My richest learning and teaching haven’t happened in the classroom, or in the formal places of intellectual exchange. What I really teach has happened at those in-between places, the falling down moments, when I purposely shed my expertise. What I really teach seems to have happened when I am not teaching at all, just living a relationship of communion with students.
A few years ago I was introduced to the word ‘sophrosyne’. There is no precise translation of the Greek word into English. Really it can be explained only by a run of complexities, a balance of contraries: success and failure are equal imposters; everything matters for who we may be becoming and simultaneously nothing matters in terms of who we are. When pressed, it can be described with simplicity as “temperance” or “wisdom” though neither fully captures its essence. Sophrosyne is what I teach students during those in-between places and falling down moments. Things are often not as they appear on the surface or in the moment. Be cautious with good news because it may not be what you hoped for and be open to bad news because it may be the first carving out of a path of self-discovery.
I remember the long arc back to my college years when life appeared in binary terms — success/failure, acceptance/rejection, love/loss — and I vividly remember the stings and ecstasies of both. I see that similar disposition in students. A ‘C’ grade ruins them, a heartbreak destroys all future possibilities of happiness, and then on the other track an ‘A’ grade glorifies them, and a triumph affirms their superstardom destiny; and again and again, I try to be the sandpaper that reminds them an ‘A’ is a challenge, just as a ‘C/D/F’ may be an opportunity. Success and failure are equal imposters.
Most often, this teaching happens outside the classroom. One of my students came to me in the process of, and then in the final stage of, being dismissed from the university. He was devastated and also entirely to blame for the actions that led to his dismissal. I assured him that this might be the most defining moment of his life, not at all because of failure but because of its opportunity. “This could be the moment when you discover who you want to be and not be. Seize it. Wallow in it. But don’t ever forget that life is long enough and grace is powerful enough that this horrible moment may be your great opportunity.”
I have caught more than one student in the midst of cheating on a quiz, a test, an assignment. Certainly the University has a protocol for cheating. However, more important to me than the administrative steps, I ask a student if he or she is a cheater. Almost always, they respond no, no way, this was an accident, a mistake, etc. My response is simple and always the same: ‘If you cheat, you become a cheater. If you aren’t a cheater, don’t cheat, not even once. This is your time to figure out who you are. Let me know when you have figured it out.’ Often I see the outcome. He or she declares the turnaround to never cheat again, and they don’t. I believe them. Sometimes there is silence, or the student drops out of the class. While troubling, maybe those students have figured out who they are as well. I trust that our students’ roads extend beyond their time here on The Bluff, and each student carries the experiences and conversations and moments of reflection with them. Grace rarely happens in an expected way.

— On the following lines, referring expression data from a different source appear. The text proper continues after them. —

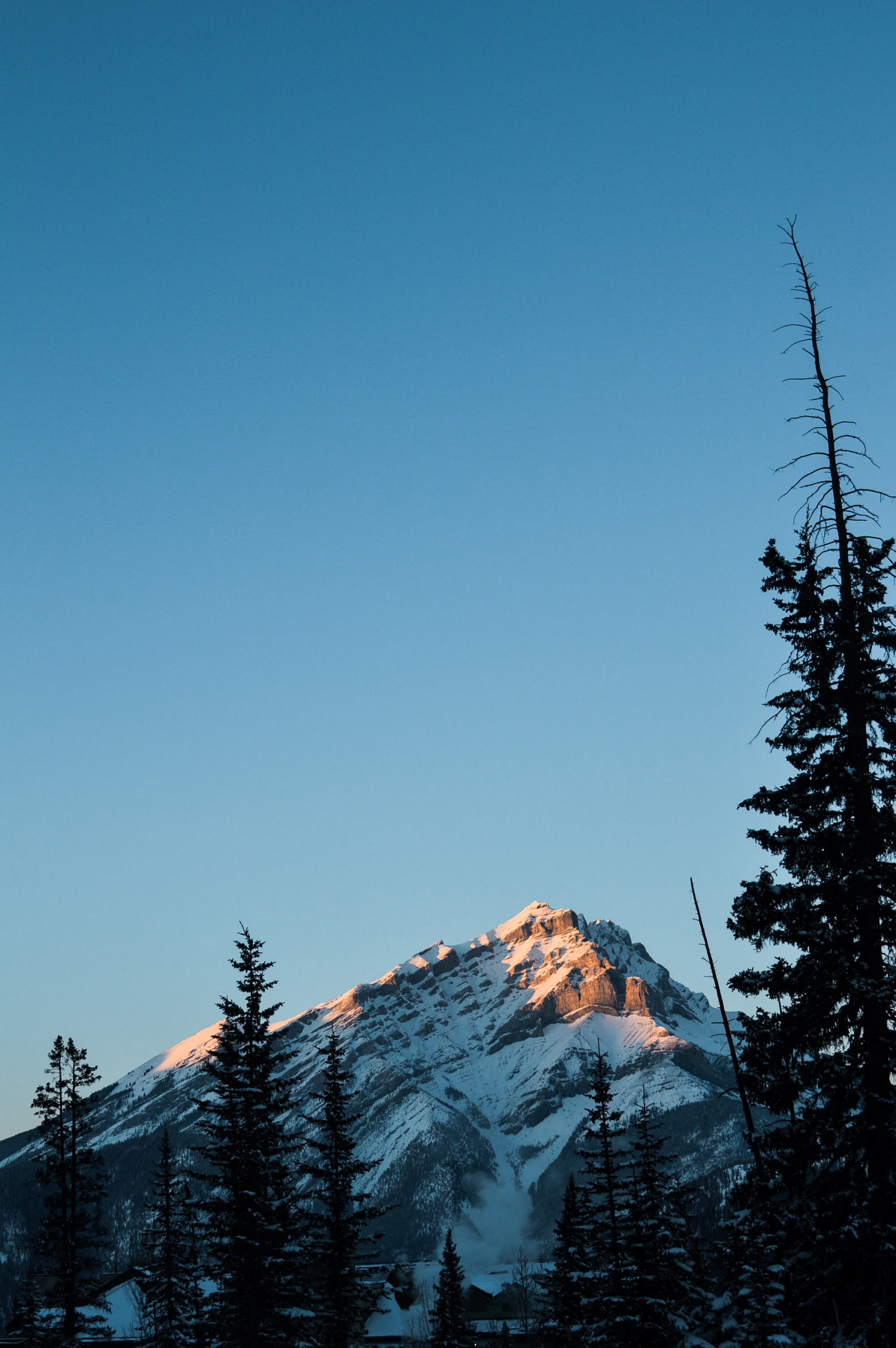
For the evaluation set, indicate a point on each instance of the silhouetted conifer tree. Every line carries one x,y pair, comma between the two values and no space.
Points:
822,1056
72,1176
604,1199
663,1303
250,1222
339,1211
166,1288
564,1284
449,1325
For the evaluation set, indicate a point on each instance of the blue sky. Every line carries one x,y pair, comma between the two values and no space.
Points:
390,408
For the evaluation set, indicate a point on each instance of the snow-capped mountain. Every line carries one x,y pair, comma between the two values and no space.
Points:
471,1068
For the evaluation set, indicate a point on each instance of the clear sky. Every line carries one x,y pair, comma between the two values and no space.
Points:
389,405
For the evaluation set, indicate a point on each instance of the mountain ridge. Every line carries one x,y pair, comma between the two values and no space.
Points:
471,1063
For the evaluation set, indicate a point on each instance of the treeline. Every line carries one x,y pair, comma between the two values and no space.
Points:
251,1241
258,1239
808,1248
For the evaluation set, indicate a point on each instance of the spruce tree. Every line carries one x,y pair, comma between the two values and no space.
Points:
662,1299
166,1286
449,1325
71,1173
604,1195
564,1284
250,1228
337,1211
821,1056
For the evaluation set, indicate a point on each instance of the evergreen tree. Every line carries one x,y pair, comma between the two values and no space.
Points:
662,1300
197,1310
449,1325
604,1193
822,1056
72,1176
564,1284
339,1212
250,1227
166,1239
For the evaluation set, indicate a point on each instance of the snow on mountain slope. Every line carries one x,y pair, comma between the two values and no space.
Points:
471,1067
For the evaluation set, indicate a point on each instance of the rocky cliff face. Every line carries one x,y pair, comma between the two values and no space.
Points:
471,1068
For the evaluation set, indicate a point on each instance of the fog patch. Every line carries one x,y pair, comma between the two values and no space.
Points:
492,1228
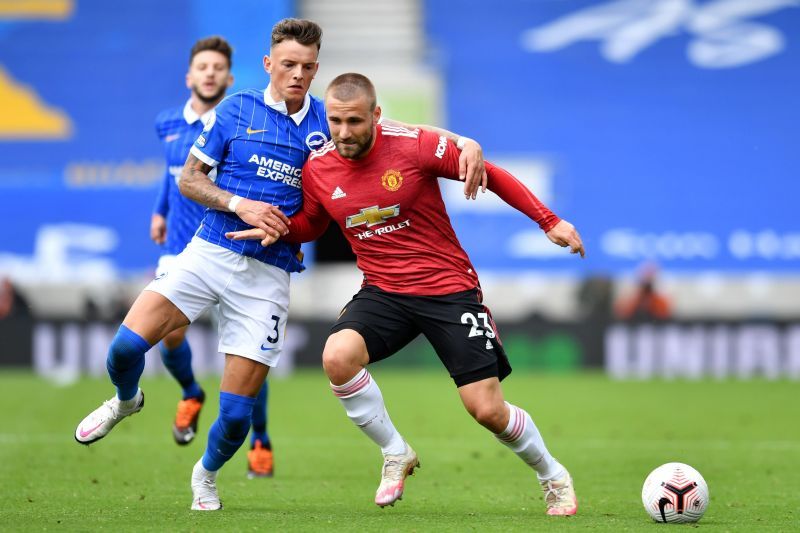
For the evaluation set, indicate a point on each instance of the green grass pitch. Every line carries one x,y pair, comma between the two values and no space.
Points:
744,437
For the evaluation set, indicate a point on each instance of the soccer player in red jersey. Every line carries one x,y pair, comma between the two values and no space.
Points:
379,183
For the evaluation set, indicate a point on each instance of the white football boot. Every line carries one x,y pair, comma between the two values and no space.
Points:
559,495
395,470
103,419
204,489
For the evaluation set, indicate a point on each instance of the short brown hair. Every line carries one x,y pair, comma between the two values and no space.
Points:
305,32
214,43
350,86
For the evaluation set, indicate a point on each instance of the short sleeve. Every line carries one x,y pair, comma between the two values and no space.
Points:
211,144
438,157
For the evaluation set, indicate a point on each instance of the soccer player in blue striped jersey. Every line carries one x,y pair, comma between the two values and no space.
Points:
258,140
174,222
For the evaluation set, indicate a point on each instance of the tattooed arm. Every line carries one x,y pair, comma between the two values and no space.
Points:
196,185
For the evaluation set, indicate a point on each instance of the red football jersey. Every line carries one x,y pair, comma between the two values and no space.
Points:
390,209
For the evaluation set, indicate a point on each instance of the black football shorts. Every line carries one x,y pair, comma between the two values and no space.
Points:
458,325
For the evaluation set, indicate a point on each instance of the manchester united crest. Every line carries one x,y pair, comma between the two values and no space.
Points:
391,180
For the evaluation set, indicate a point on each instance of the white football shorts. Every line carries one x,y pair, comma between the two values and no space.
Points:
253,297
165,262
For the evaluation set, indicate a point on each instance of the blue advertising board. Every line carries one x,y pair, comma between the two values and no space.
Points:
665,130
81,83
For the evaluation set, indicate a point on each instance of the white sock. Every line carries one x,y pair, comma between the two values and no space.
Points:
363,401
200,471
524,439
128,405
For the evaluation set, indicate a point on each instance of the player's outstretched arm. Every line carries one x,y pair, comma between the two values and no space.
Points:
564,234
515,194
158,228
304,228
471,166
196,185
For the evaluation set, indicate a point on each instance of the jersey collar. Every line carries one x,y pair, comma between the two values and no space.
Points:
280,107
191,116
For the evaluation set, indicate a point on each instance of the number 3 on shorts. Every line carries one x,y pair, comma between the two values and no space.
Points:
475,330
273,337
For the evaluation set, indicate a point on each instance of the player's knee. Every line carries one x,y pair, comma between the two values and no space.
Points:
174,339
127,349
490,416
234,416
340,362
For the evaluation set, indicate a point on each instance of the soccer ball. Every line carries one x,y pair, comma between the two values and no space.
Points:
675,493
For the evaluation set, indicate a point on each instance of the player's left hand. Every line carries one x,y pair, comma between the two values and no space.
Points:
252,234
471,169
564,234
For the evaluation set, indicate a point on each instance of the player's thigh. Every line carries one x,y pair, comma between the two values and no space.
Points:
380,319
152,316
253,310
192,281
243,376
463,334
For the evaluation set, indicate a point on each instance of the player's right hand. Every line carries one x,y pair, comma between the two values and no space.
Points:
252,234
158,228
263,216
564,234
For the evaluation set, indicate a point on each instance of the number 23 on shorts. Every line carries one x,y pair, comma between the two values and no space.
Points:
477,330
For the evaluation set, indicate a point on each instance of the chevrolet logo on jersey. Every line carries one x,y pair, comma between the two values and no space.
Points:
373,215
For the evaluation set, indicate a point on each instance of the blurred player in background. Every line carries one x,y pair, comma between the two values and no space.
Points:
173,224
258,140
379,183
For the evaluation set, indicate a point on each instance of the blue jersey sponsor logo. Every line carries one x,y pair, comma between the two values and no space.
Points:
259,153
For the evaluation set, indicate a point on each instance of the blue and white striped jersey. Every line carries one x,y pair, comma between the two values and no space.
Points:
259,152
177,130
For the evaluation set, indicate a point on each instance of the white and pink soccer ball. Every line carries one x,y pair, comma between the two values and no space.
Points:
675,493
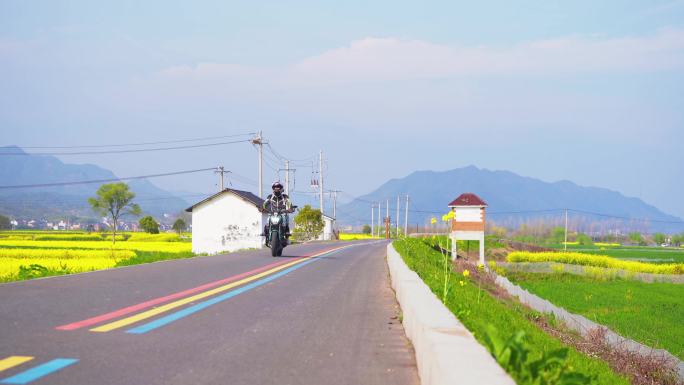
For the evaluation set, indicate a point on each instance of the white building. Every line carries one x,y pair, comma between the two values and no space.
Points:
328,229
227,221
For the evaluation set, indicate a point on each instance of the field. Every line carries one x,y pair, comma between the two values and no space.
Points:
35,254
651,254
491,318
651,313
594,260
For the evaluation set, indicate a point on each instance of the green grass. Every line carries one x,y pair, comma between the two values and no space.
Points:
651,313
481,313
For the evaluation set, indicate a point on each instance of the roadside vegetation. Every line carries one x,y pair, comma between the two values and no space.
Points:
508,329
650,313
28,254
575,258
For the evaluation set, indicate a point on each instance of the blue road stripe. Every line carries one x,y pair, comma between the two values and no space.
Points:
39,371
203,305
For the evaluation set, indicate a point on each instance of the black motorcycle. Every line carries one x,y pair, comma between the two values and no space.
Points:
276,238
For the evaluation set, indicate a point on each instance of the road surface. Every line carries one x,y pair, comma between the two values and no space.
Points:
309,317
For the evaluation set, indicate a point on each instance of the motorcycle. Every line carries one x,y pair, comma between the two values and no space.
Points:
276,239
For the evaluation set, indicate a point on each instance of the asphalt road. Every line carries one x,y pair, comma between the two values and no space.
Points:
331,319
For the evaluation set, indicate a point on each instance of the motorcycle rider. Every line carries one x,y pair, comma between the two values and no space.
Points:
278,201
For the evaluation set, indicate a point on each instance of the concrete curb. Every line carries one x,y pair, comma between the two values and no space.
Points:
446,352
581,324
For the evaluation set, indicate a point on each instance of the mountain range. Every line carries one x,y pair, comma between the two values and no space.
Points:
70,200
511,198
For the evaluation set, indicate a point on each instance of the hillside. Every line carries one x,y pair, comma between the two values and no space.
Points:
510,197
58,201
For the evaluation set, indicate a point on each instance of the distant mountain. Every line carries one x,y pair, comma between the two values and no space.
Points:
511,198
69,200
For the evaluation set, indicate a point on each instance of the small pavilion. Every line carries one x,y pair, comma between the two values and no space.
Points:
468,223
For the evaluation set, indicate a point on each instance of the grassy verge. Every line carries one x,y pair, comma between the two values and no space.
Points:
651,313
491,318
575,258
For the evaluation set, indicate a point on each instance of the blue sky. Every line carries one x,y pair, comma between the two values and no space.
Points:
583,90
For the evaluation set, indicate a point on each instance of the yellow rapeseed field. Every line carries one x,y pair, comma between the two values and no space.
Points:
10,266
165,247
64,254
596,261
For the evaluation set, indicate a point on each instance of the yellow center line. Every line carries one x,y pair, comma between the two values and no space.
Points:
13,361
153,312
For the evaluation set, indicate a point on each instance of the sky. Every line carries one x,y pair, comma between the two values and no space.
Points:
586,91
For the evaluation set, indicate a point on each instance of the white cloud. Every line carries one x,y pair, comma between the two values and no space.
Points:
387,59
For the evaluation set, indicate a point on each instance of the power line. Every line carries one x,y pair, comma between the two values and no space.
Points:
126,151
104,180
140,144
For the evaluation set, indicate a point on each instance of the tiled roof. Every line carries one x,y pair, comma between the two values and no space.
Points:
246,195
468,199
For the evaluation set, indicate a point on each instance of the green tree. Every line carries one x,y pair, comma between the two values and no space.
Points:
114,200
5,223
179,225
636,237
659,238
308,223
366,229
584,239
149,225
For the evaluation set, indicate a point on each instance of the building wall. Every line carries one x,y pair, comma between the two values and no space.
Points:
226,223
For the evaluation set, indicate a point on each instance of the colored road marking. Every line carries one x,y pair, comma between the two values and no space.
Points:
13,361
156,301
39,371
203,305
153,312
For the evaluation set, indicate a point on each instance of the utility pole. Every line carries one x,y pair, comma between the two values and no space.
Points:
287,177
258,140
220,170
565,244
334,196
320,185
397,216
379,215
406,218
387,220
372,219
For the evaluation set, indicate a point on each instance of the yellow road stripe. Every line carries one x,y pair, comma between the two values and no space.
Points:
13,361
153,312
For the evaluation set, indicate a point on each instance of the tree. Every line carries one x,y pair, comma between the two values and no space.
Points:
636,237
149,225
659,238
308,223
5,223
114,200
584,239
179,225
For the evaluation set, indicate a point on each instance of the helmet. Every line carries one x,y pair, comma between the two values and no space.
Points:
275,185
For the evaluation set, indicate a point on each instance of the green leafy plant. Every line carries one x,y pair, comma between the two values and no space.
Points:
513,354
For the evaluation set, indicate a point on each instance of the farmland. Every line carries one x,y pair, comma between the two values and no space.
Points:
35,254
650,313
489,317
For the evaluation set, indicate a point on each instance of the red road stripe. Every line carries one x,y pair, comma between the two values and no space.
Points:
156,301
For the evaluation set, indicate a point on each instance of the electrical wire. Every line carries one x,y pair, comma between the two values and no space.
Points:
126,151
104,180
139,144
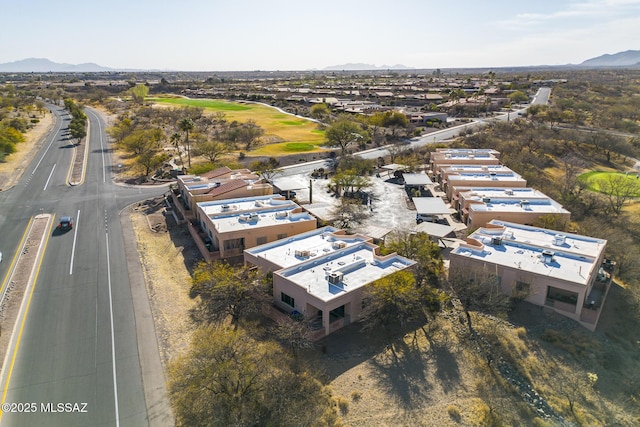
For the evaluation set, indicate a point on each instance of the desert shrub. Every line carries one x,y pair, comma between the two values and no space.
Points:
454,412
342,403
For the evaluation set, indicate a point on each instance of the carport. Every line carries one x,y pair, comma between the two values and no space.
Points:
430,206
287,186
391,169
416,179
437,232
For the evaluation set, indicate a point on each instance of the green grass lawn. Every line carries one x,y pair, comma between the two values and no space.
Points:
595,178
289,134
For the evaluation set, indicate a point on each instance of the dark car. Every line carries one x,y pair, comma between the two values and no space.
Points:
66,223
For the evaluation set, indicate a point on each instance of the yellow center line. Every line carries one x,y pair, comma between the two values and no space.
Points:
26,311
15,257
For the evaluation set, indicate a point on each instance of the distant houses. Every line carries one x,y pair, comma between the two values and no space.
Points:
321,273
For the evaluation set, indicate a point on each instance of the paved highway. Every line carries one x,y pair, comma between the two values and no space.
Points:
541,97
79,344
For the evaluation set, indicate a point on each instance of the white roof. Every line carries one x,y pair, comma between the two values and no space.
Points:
430,205
356,264
393,167
435,229
288,184
416,179
259,219
574,257
540,206
519,193
321,241
245,204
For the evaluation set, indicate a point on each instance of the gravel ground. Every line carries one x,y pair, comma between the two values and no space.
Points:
165,255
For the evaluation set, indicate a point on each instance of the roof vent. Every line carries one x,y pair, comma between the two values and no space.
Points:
547,256
339,244
559,239
335,278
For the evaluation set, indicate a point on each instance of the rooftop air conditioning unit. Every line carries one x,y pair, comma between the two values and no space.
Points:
559,239
335,278
339,245
547,256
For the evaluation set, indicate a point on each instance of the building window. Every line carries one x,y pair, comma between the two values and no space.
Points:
287,299
521,290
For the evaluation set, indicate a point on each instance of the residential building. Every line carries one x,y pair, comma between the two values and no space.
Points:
322,274
505,178
219,184
565,273
455,156
478,206
224,228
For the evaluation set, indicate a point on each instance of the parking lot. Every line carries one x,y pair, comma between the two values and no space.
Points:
390,207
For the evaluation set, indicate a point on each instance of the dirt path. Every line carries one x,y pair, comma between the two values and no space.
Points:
15,164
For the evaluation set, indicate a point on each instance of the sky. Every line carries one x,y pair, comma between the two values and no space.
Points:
246,35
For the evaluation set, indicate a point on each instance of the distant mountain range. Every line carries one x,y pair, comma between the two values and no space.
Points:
361,66
620,59
629,58
43,65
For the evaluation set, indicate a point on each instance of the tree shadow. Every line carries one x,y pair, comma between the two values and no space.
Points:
447,370
401,371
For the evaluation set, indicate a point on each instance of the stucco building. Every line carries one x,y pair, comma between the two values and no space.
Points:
225,228
562,272
322,274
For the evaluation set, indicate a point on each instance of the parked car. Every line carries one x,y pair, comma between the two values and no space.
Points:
66,223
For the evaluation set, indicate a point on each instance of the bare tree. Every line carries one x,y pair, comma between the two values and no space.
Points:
478,290
619,189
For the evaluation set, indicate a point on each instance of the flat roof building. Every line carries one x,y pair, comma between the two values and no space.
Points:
225,228
219,184
478,206
563,272
456,156
322,274
504,178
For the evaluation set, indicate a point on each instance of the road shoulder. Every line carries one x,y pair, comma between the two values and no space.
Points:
158,406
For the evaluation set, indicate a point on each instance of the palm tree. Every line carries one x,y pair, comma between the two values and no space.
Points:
175,141
186,125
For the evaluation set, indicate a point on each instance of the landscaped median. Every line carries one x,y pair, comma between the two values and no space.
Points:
17,288
284,133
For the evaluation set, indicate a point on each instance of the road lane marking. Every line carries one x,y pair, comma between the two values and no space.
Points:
52,139
104,173
113,338
75,238
24,308
15,259
48,179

The University of Portland invites students and professors into relationship. I accept that a lot of my job is sharing information and expertise; but after 13 years here I realize there have been students who, for whatever reason or spiritual mystery, reach out in a way that invites me into being part of their life journey, figuring out who they are. We can keep it clean and transactional — you give me a paper and I give you a grade — or we can open it up to be a potentially meaningful place of growth. In so many ways, our students come to us socially hard-wired to think like strategic calculators when it comes to teachers and academic environments, and I want to tear down that assumption. We are different here, where teaching is more than being the most learned person in the room. Being there when students are overcoming adversity, and penetrating their authentic purpose, puts us at the center of who they are and what they will bring to the world. I hope our students have many successes and many failures — not to learn how to avoid the latter and win more of the former, but rather to learn that who they are is the same good and growing person regardless of what society gives them. Living from a place of who we are, less driven by illusions or expectations of where we think we need to be going, takes practice. We provide a safe place to figure it out. Sophrosyne.